Monday, 11 November 2013

Ramsay Hunt Syndrome







Please note that the following is a general guideline only. For a full assessment, exclusion of any other underlying cause for your symptoms and an individualised treatment approach, you will need to be seen by a qualified specialist.


DEFINITION


Herpes zoster oticus refers to a syndrome of acute otalgia accompanied by a herpetic, vesicular rash. When accompanied by facial paralysis, the syndrome is known as Ramsay Hunt syndrome.





EPIDEMIOLOGY

Second most common cause of acute facial paralysis (second to bells)
Mostly over 60
M=F





PATHOPHYSIOLOGY

is induced by the reactivation of the varicella-zoster virus that remains latent in the geniculate ganglion after primary infection with chickenpox.

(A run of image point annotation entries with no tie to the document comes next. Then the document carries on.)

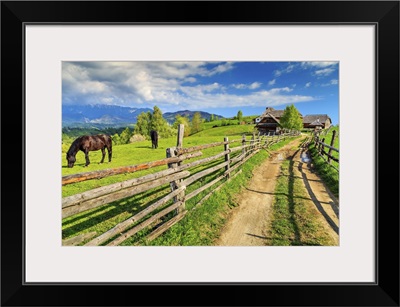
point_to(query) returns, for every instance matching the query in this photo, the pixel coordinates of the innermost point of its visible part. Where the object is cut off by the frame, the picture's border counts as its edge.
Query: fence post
(171, 152)
(243, 144)
(227, 157)
(330, 149)
(321, 147)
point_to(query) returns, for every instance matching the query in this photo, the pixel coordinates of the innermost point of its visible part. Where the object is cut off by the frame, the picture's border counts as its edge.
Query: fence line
(175, 182)
(320, 145)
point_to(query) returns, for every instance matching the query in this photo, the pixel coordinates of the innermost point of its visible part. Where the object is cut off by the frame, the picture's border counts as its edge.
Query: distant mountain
(170, 116)
(99, 115)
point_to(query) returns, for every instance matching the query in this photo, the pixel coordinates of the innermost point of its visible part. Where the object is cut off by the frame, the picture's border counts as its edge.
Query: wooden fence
(325, 150)
(177, 181)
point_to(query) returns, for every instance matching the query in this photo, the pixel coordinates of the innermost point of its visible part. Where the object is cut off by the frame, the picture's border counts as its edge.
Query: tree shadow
(317, 203)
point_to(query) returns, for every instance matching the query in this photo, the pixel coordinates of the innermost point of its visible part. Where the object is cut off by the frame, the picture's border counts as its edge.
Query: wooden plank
(105, 199)
(181, 151)
(121, 170)
(332, 142)
(125, 224)
(143, 225)
(204, 187)
(94, 193)
(227, 156)
(201, 174)
(78, 239)
(164, 227)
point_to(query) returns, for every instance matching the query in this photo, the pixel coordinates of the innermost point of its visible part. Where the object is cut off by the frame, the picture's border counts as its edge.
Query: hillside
(102, 116)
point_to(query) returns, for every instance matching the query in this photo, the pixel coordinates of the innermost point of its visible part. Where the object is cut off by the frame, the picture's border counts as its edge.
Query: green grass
(329, 174)
(294, 223)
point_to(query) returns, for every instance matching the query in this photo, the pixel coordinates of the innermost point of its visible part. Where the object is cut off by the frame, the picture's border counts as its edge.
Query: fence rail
(176, 182)
(320, 145)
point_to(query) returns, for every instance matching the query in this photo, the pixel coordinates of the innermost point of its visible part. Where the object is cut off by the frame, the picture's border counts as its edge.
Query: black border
(383, 14)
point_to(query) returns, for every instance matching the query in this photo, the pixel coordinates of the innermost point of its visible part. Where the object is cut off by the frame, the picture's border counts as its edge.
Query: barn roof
(315, 119)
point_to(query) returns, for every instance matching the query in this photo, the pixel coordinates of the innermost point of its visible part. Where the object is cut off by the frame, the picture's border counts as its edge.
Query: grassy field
(293, 221)
(329, 174)
(199, 227)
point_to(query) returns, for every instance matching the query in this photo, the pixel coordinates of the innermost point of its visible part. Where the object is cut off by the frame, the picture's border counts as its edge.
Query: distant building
(269, 121)
(317, 120)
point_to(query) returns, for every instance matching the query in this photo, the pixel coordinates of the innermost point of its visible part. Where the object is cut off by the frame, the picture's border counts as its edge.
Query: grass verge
(294, 222)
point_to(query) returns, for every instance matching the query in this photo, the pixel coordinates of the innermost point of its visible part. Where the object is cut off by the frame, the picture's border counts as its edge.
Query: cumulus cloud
(165, 84)
(251, 86)
(288, 69)
(332, 82)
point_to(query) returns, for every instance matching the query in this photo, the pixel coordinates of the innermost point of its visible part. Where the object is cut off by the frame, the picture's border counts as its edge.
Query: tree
(239, 116)
(143, 124)
(197, 122)
(182, 120)
(291, 118)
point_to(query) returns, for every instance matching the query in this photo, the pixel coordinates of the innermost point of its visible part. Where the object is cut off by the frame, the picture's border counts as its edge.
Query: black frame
(383, 14)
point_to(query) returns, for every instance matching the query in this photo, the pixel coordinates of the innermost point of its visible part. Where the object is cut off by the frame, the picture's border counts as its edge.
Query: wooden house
(317, 120)
(269, 121)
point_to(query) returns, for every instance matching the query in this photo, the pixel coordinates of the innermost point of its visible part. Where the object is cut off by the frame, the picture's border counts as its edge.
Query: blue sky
(221, 88)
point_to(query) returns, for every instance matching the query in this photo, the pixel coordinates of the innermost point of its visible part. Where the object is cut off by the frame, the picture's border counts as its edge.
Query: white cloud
(324, 72)
(164, 84)
(332, 82)
(289, 68)
(318, 64)
(251, 86)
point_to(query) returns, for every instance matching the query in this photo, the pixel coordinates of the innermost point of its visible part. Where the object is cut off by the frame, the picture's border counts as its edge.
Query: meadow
(199, 227)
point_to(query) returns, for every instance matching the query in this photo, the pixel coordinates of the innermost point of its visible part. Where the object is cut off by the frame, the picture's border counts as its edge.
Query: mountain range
(114, 116)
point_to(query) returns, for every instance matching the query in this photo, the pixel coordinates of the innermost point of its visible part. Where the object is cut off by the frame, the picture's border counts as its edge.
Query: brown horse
(88, 143)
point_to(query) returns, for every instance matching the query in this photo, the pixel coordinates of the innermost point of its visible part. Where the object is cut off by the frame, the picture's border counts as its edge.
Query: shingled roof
(315, 119)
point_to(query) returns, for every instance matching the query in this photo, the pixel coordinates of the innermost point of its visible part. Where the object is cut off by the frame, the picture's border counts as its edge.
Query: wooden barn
(317, 120)
(269, 121)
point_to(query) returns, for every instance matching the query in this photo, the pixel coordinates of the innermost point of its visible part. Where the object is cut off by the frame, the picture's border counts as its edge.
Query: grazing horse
(154, 139)
(88, 143)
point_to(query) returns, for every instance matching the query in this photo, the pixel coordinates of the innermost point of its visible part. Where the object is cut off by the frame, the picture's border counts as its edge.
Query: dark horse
(154, 139)
(88, 143)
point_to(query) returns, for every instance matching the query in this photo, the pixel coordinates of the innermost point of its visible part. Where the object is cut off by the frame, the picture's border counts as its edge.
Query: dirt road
(248, 222)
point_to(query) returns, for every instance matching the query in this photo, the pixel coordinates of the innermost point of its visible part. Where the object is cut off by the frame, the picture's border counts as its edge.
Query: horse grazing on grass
(154, 139)
(88, 143)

CLINICAL SYMPTOMS AND SIGNS

 Prodrome
majority have viral prodrome with otalgia up to a week before FN paralysis

Vesicles
present with severe otalgia and vesicular eruption in the distribution of the nervus intermedius (see below)
90% pinna, 21% oral (palate, uvula, buccal mucosa, tonsil and tongue)
occurs before paralysis in 55% and after in 45%

VII palsy
Usually rapid onset (sometimes take longer than 3 weeks)
Dysgeusia-due to N intermedius involvement
Hyperacuisis-Stapedius?

Other Cranial Nerves
VIII
-20-40%) include SNHL and vestibular dysfunction
-Tinnitus/ vertigo
V Altered sensation


severe ocular complications
uveitis, keratoconjunctivitis, optic neuritis, and glaucoma and are almost always associated with involvement of the V1 






How This Differ from Bells

Clinical-Intense otlagia/ vesicles/ involvement of other cranial nerves
Prognosis-Worse





TREATMENT 

intravenous acyclovir (10 mg/kg three times daily)
oral acyclovir (800 mg five times daily)
oral valacyclovir (500 mg three times daily) for 10 days

In combination with a 3 week tapering course of prednisone (60 to 80 mg/kg daily)



Because of the presence of “skip” regions and diffuse neuritis of the facial nerve, surgical decompression of RHS is not recommended.